Application of the model provides a systematic review of the organisation’s competitive position within the industry compared to competitors and possible substitute product services.
For example changes in parking regulations may dramatically alter foot flow, what was once a prime location moves to one that is off the beaten track or a new shopping development moves the market to new location and brings in new entrants.
The strength of Porter’s model lies in combining determinates such as Social, Technical, Economic, Political (STEP or REST) factors with elements the organisation can influence for example strategy to compete with established or new firms.

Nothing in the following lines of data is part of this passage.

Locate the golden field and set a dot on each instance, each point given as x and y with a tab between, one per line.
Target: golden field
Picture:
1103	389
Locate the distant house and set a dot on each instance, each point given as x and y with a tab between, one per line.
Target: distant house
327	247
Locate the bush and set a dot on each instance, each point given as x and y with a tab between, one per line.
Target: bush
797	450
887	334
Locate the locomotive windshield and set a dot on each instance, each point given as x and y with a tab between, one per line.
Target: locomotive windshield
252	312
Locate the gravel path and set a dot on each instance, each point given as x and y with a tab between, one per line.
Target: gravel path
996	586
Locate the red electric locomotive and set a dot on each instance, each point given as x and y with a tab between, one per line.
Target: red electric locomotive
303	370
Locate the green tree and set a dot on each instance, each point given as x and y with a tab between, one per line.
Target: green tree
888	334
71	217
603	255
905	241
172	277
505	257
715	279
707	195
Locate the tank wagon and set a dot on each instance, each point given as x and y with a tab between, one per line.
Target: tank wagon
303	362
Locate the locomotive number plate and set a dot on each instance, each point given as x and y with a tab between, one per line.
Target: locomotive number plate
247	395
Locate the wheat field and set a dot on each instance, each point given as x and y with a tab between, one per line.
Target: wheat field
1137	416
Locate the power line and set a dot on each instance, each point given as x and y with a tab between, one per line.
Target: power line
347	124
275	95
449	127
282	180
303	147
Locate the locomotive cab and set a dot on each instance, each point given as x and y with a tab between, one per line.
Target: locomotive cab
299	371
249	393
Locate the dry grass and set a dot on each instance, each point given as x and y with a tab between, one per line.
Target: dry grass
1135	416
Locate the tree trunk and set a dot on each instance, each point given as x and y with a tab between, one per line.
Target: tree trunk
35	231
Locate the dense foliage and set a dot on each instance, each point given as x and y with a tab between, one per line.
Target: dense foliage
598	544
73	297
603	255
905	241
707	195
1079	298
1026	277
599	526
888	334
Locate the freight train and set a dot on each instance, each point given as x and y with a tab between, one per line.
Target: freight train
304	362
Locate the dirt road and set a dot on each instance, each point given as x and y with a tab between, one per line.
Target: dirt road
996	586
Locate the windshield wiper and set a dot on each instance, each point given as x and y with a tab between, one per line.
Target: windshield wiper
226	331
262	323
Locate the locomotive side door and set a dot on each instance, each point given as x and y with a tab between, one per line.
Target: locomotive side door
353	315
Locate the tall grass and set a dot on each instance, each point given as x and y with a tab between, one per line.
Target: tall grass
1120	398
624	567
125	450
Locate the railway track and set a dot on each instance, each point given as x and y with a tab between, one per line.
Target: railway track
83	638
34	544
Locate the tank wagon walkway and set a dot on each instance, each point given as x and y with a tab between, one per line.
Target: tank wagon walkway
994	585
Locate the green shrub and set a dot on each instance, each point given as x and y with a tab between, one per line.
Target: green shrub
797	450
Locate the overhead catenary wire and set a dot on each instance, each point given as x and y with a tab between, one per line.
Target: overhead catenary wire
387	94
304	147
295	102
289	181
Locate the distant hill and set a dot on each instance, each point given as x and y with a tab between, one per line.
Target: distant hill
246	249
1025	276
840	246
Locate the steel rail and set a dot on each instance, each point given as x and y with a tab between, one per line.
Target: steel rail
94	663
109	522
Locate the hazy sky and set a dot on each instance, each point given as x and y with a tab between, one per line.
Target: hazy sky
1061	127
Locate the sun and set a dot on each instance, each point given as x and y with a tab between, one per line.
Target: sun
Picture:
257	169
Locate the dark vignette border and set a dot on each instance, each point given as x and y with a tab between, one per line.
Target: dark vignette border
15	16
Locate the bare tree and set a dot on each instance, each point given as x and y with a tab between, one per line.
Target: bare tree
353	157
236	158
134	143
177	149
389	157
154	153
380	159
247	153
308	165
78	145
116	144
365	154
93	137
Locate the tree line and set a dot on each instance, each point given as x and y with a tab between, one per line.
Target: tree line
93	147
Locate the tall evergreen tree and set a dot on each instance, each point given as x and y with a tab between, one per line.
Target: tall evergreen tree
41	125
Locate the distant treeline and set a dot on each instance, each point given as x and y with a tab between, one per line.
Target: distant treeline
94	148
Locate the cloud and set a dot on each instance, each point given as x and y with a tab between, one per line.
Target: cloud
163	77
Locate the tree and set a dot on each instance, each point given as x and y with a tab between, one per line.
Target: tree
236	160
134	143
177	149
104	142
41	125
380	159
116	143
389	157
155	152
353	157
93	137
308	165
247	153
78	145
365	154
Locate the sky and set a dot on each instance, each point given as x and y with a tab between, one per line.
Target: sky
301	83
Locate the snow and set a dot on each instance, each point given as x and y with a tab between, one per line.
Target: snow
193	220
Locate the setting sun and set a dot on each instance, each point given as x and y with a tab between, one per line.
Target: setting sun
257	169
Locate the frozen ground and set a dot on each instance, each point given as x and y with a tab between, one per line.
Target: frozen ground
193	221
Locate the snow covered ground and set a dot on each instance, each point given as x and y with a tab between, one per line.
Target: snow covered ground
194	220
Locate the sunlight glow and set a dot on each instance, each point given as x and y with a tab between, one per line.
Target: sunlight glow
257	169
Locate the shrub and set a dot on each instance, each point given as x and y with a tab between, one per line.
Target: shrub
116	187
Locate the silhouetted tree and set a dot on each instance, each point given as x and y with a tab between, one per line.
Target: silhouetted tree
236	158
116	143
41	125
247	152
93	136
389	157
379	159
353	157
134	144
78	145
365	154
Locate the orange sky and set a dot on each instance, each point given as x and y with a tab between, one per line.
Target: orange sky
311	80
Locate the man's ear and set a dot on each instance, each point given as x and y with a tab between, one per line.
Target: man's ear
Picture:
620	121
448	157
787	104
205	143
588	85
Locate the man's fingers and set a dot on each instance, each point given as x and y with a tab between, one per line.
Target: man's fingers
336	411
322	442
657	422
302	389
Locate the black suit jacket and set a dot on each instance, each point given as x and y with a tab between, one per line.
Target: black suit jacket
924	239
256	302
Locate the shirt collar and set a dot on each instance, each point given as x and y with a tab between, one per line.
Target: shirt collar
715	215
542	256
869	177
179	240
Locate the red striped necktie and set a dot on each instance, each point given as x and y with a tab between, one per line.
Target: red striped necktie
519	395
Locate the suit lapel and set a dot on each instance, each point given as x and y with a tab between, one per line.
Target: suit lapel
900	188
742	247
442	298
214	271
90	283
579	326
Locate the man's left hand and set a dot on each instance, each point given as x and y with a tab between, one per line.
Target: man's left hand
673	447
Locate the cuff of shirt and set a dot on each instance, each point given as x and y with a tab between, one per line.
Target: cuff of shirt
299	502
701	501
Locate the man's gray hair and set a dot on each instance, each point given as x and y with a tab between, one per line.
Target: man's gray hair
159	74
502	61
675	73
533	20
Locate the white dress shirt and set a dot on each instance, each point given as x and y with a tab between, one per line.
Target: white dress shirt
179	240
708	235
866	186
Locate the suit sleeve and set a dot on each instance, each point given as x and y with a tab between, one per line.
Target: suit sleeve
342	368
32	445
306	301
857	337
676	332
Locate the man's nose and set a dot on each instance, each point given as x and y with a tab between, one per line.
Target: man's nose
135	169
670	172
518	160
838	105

The model is further strengthened by the inclusion of barriers to entry. These include the setup capital costs for example premises, equipment, complying with licensing, health and safety legislation, competing with established customer loyalty with existing businesses and competitors supplier purchasing power may reduce their cost base consequently reduce your profit margin.
Buyers are fickle they can play one operation off against another. For instance if a purchasers volume business or their average spend is above the norm their bargaining power can force your prices down yet they can demand the same or better product service quality.
Suppliers who operate as a cartel or they are an essential supplier with few competitors or a speciality supplier or they supplier multiple integrated product groups the supplier has bargaining power to control prices rather than the purchaser.
Substitutes are product services where the buyer has choice. Applied to foodservice sector the nature of demand is the fundamental driver. For example visiting a pub to view a televised sporting event the primary motivation is to view the event the secondary activity is the consumption of food and beverage.
The key determinant is the nature of demand i.e. retail or leisure activity has to be satisfied before the secondary activity. The secondary activity is dependent upon the first activity for example initially a fast food outlet wouldn’t be perceived as competition for a fine dining venue but compare a customer who is shopping with one who visiting the theatre the chances are their needs are different.
The key factor to remember the market is dynamic, competitors will change their strategies, they come and go, others’ will disrupt the market for example Apple’s i-phone. Having an appreciation of your macro-environment will hopefully positively influence your businesses strategic direction.